Lechenaultia divaricata, commonly known as tangled leschenaultia, wirenetting bush or wirebush, is a species of flowering plant in the family Goodeniaceae and is endemic to arid and semi-arid areas of central Australia.

==Description==
Lechenaultia divaricata is an erect subshrub that typically grows to a height of up to 100 cm and has many spreading branches and glabrous foliage. The leaves are reduced to scattered, membrane-like, triangular scales 1–3 mm long. The flowers are arranged singly on the ends of branchlets, the sepals 1.5–2.0 mm long.
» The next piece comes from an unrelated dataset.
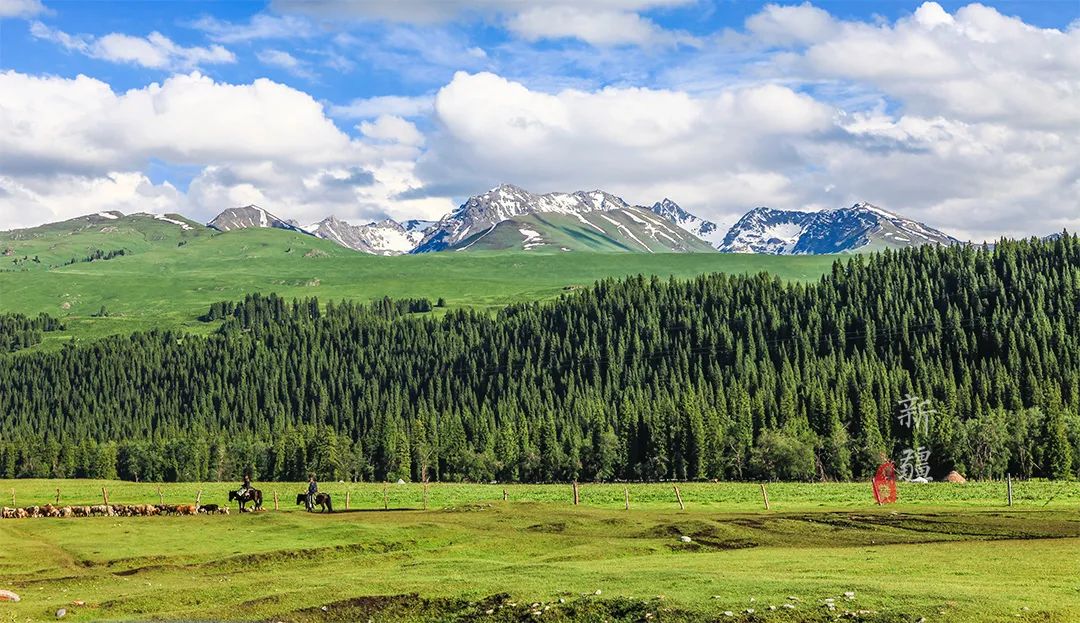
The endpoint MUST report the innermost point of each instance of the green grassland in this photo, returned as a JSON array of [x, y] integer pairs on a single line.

The petals are creamy-white to yellow, 13–20 mm long, the wings on the lower petal lobes triangular, 1.5–2.5 mm wide and fringed, on the upper lobes up to 0.4 mm wide. Flowering occurs sporadically throughout the year and the fruit is a cylindrical capsule 9–32 mm long.

==Taxonomy==
Lechenaultia divaricata was first formally described in 1862 by Ferdinand von Mueller in Fragmenta Phytographiae Australiae from specimens collected near Coopers Creek. The specific epithet (divaricata) means "widely-spreading".

==Distribution and habitat==
Tangled leschenaultia grows in sand, often on sand dunes in mulga scrub and woodland in arid and semi-arid areas of inland South Australia, the Northern Territory, Queensland and New South Wales.